Re: Quite OK Audio (QOA)... anyone ?

Reply #7
The same guy invented QOI, a simple lossless image codec. In that case he was competitive with PNG on size and much quicker, a lot of that is thanks to PNG being archaic. QOA is likely uncompetitive with complex audio codecs, but has a fighting chance of being competitive with quick codecs. It'll be interesting how they fare creating a lossy codec.

From the source:
Code: [Select]
/* The Least Mean Squares Filter is the heart of QOA. It predicts the next
sample based on the previous 4 reconstructed samples. It does so by continuously
adjusting 4 weights based on the residual of the previous prediction.
The next sample is predicted as the sum of (weight[i] * history[i]).
The adjustment of the weights is done with a "Sign-Sign-LMS" that adds or
subtracts the residual to each weight, based on the corresponding sample from
the history. This, surprisingly, is sufficient to get worthwhile predictions.
This is all done with fixed point integers. Hence the right-shifts when updating
the weights and calculating the prediction. */

Re: Quite OK Audio (QOA)... anyone ?

Reply #8
QOA specification is still not frozen last time I checked.

Re: Quite OK Audio (QOA)... anyone ?

Reply #9
Out of curiosity, I compared this against a 32kHz-downsampled, FLAC compliant "FSLAC -2" encoding (using this preliminary 1.3.4 binary), which results in a similar bitrate. The reason for the comparison against FLAC is that, as ktf demonstrated in his lossless codec analysis, the FLAC reference software is extremely fast at low and medium presets as well.

Due to an apparent lack of psychoacoustic noise shaping in QOA (the quantization noise is spectrally almost white) and high efficiency (due to the extremely simple compression algorithm), FSLAC sounds quite a bit better to my ears, and so does LossyWAV+FLAC, I would assume. Especially on samples such as "Triangle", see the FSLAC thread here.

Is there any other feature in QOA that F(S)LAC doesn't offer?

Chris
If I don't reply to your reply, it means I agree with you.

Re: Quite OK Audio (QOA)... anyone ?

Reply #10
Other than up to 255 channels and guarantees about footprint and consistency, no.
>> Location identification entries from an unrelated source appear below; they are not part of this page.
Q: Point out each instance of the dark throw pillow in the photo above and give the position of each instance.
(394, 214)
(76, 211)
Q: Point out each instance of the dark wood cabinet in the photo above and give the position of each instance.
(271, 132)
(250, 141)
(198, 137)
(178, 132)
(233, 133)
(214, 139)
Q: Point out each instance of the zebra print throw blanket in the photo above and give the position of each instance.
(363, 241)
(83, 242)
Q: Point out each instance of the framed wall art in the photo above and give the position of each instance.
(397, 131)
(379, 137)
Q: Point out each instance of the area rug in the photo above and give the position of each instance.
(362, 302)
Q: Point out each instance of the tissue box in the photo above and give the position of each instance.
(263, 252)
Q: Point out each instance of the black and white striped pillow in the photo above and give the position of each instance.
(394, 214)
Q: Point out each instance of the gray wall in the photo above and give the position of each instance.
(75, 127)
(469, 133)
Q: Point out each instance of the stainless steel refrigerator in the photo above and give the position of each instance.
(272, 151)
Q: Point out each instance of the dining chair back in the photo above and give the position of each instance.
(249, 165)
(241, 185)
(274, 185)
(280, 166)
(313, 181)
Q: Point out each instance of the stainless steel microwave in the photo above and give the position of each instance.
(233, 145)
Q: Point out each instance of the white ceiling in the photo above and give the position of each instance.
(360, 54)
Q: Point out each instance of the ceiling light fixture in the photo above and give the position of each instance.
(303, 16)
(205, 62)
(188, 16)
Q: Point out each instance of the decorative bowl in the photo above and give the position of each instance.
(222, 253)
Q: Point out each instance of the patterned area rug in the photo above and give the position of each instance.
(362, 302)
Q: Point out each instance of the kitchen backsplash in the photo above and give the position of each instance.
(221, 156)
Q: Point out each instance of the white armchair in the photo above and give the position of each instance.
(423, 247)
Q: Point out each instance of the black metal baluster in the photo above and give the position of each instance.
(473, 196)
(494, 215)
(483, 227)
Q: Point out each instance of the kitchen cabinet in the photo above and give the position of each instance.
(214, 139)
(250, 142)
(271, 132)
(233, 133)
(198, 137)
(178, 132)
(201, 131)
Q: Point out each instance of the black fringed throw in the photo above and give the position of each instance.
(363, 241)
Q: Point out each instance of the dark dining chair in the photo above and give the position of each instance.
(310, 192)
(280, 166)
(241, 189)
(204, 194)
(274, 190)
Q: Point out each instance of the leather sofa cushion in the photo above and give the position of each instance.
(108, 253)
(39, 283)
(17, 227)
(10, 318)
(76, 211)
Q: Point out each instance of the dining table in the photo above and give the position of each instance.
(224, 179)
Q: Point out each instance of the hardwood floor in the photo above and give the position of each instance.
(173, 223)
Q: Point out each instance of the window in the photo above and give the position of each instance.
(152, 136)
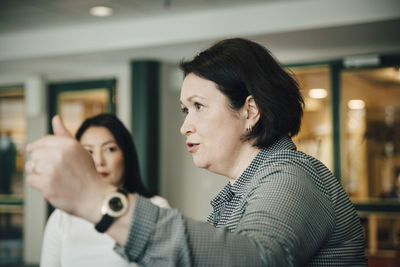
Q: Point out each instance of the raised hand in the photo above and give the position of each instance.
(64, 173)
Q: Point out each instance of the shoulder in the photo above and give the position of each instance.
(160, 201)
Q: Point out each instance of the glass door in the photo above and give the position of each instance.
(315, 136)
(370, 123)
(12, 143)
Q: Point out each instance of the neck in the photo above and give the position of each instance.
(244, 159)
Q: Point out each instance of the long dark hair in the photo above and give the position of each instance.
(132, 181)
(241, 68)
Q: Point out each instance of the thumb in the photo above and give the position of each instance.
(59, 127)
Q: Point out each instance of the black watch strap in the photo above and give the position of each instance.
(107, 220)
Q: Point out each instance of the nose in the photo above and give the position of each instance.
(187, 127)
(98, 158)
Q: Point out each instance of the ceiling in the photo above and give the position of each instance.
(16, 15)
(58, 38)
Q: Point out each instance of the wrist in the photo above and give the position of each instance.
(90, 208)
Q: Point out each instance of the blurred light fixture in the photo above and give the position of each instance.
(397, 72)
(101, 11)
(317, 93)
(356, 104)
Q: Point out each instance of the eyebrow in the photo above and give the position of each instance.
(191, 97)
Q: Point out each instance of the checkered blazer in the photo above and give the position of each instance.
(286, 209)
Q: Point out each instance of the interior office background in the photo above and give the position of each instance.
(334, 45)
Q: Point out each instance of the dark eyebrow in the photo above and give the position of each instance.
(191, 97)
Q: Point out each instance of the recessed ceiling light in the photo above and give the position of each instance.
(101, 11)
(356, 104)
(318, 93)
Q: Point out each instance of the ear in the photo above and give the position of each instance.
(252, 111)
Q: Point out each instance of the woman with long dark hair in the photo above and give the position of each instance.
(71, 241)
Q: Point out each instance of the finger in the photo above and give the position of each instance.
(49, 141)
(59, 128)
(36, 181)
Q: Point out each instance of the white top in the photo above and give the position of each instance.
(70, 241)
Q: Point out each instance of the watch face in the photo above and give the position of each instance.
(115, 204)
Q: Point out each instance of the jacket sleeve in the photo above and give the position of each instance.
(51, 249)
(286, 220)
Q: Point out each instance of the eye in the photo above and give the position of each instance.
(198, 106)
(184, 110)
(111, 149)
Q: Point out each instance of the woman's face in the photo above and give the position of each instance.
(212, 129)
(106, 154)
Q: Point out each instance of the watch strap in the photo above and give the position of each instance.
(107, 220)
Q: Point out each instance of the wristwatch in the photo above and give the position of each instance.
(114, 205)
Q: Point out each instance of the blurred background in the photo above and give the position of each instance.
(70, 58)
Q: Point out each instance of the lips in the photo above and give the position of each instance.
(103, 174)
(192, 146)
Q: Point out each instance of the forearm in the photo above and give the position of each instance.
(119, 229)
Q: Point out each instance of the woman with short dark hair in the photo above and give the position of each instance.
(280, 207)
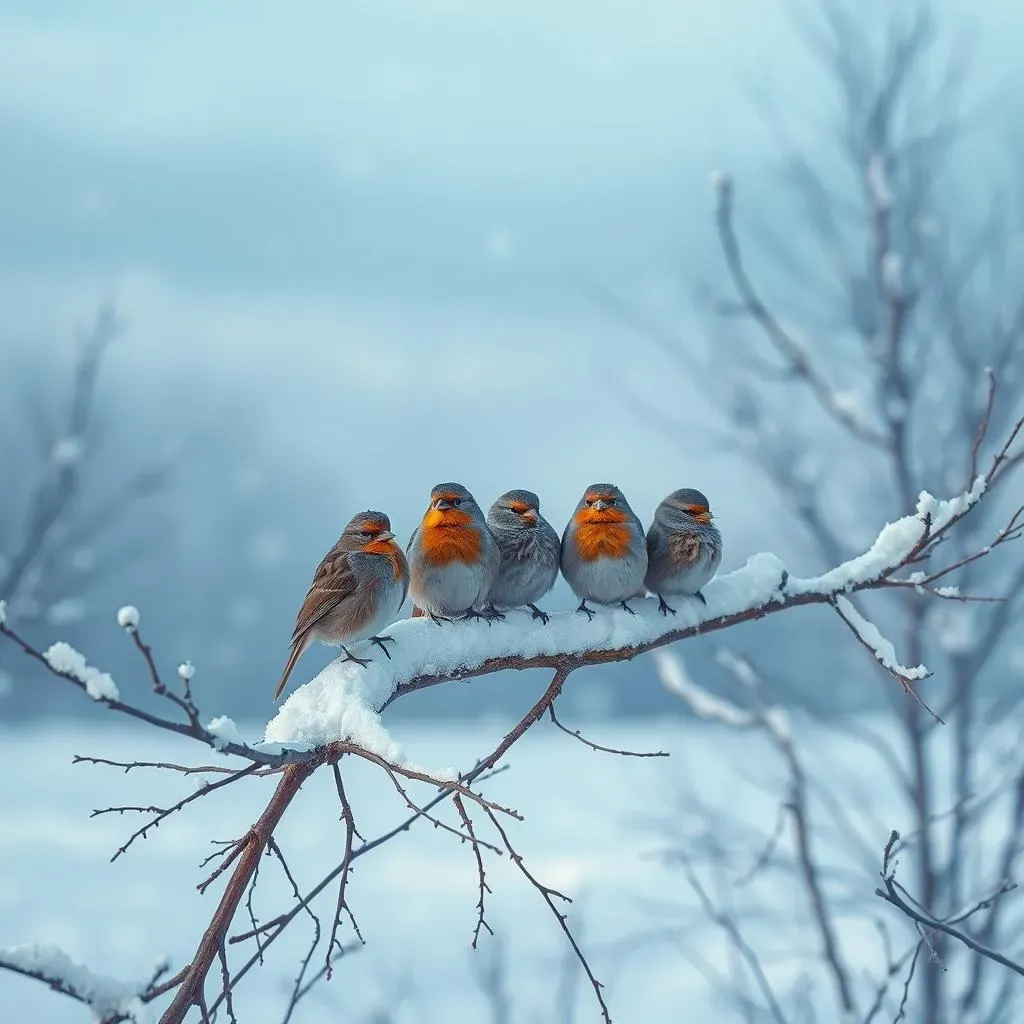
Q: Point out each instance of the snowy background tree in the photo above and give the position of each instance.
(341, 247)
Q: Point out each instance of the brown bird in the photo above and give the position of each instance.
(357, 590)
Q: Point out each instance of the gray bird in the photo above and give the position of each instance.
(529, 552)
(603, 554)
(684, 548)
(453, 558)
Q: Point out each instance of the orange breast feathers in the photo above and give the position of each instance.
(450, 536)
(392, 553)
(601, 534)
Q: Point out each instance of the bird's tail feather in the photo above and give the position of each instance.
(297, 648)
Flac is very fast but qoa is so simple that it should be an order of magnitude faster when optimised, if IO allows. The reference qoa decoder processes one sample at a time which can probably be improved without using SIMD and there may also be other speedups from where it stands.

Re: Quite OK Audio (QOA)... anyone ?

Reply #11
Flac is very fast but qoa is so simple that it should be an order of magnitude faster when optimised, if IO allows.
I fail to see how this algorithm is much simpler than FLAC's. I haven't looked at this in detail, but having weights being updated each sample is usually something detrimental to SIMD optimizations.
Music: sounds arranged such that they construct feelings.
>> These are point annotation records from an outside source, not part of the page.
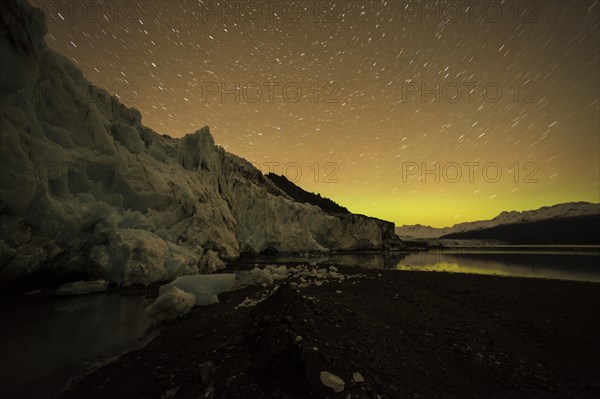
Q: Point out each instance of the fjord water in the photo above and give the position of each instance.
(531, 262)
(46, 342)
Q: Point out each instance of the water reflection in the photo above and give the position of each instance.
(563, 266)
(44, 344)
(555, 264)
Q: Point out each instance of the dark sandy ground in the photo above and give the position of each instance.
(409, 334)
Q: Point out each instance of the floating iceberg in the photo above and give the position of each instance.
(205, 287)
(171, 304)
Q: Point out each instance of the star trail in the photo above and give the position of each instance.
(415, 112)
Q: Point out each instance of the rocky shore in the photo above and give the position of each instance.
(380, 333)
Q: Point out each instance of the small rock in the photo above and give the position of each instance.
(171, 393)
(357, 377)
(206, 369)
(332, 381)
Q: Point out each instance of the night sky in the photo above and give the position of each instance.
(360, 116)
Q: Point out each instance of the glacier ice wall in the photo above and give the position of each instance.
(86, 188)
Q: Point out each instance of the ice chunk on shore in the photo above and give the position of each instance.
(82, 287)
(332, 381)
(266, 276)
(171, 304)
(205, 287)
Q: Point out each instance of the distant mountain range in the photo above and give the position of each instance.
(305, 197)
(568, 223)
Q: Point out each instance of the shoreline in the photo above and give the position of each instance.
(408, 333)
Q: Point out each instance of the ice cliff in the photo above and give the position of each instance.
(86, 188)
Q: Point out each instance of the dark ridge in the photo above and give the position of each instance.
(303, 196)
(577, 230)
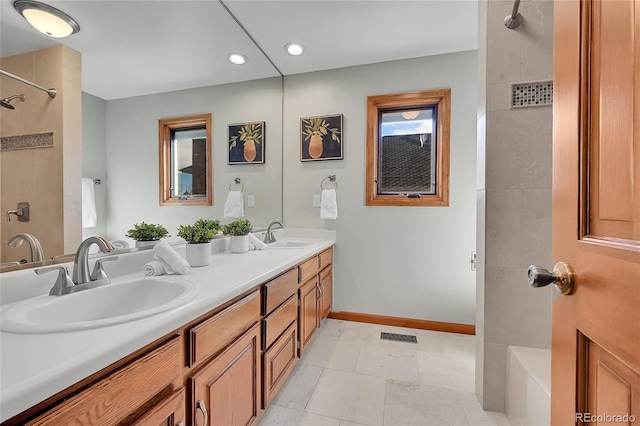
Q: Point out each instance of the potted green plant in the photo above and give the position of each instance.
(314, 129)
(198, 237)
(249, 135)
(238, 230)
(147, 234)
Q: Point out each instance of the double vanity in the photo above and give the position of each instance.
(213, 346)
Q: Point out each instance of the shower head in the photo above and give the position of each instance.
(6, 102)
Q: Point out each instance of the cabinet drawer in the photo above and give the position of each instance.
(170, 411)
(326, 258)
(308, 269)
(278, 363)
(215, 333)
(278, 321)
(120, 394)
(279, 289)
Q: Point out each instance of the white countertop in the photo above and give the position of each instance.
(34, 367)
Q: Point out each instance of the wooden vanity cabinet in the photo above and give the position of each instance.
(226, 390)
(172, 411)
(279, 332)
(127, 393)
(315, 294)
(223, 368)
Re: Quite OK Audio (QOA)... anyone ?

Reply #12
I'm noodling trying to do multiple sample decodes at once (not full SIMD but packing into uint64_t), the residual is easy to unpack 4 at a time like that but haven't figured out the predictor yet. You may be right that the predictor cannot really be SIMD per channel, it definitely could be by decoding a single sample from every channel at once ("subchannels" are interleaved) but that involves more spread out memory access which may need twiddling and defeat the purpose, and limited benefit as most input is likely 2 channel. There's no stereo decorrelation which helps. FWIW the weights for a channel fit in a uint64_t, so does the history (which the ref updates separately to the output, but it looks like the output could be used directly which may or may not be a benefit).
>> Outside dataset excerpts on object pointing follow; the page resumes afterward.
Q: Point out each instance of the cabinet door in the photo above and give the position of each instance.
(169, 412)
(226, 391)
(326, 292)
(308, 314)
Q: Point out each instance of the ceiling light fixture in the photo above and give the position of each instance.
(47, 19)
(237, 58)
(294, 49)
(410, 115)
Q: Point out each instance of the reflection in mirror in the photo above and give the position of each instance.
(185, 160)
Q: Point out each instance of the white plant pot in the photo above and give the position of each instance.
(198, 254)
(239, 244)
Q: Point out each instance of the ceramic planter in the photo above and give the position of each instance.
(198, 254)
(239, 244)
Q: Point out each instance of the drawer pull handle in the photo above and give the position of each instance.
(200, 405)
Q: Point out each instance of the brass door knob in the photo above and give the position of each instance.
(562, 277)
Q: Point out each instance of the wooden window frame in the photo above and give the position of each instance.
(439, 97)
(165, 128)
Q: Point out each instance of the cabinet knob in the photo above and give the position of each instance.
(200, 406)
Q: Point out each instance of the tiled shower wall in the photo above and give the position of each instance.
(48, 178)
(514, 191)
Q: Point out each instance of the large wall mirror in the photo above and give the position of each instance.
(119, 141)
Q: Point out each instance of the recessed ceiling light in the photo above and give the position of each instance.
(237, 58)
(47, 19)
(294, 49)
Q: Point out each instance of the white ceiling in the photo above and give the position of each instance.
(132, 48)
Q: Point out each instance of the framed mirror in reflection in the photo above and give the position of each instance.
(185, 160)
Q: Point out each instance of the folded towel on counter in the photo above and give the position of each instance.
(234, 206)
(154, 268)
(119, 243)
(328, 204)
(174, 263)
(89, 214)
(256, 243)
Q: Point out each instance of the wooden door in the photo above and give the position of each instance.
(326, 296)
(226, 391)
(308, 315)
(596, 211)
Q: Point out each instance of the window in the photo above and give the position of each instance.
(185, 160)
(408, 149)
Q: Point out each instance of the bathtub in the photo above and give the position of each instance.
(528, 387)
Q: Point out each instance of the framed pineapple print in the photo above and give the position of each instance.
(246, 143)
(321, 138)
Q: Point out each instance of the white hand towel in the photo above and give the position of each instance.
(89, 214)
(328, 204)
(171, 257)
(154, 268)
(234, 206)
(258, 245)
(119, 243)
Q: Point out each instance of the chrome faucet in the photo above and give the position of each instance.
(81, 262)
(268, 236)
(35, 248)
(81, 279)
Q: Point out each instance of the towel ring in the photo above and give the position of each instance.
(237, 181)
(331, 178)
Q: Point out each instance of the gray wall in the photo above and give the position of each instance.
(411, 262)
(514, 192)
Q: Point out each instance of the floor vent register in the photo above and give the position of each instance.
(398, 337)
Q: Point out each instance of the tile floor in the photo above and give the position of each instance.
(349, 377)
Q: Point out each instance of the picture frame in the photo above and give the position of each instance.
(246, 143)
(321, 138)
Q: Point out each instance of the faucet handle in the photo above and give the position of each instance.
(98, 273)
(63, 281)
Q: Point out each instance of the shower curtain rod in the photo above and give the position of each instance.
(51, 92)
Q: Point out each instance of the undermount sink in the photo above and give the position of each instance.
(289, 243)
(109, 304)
What is a lot simpler are the memory accesses, they're fixed and so is the structure of the data. If we're really lucky a few common channel counts could be auto-vectorised but I don't have much faith in that. Order of magnitude may be pushing it, currently the ref takes half the user time to decode as flac -8 no md5 which admittedly may not be a fair fight.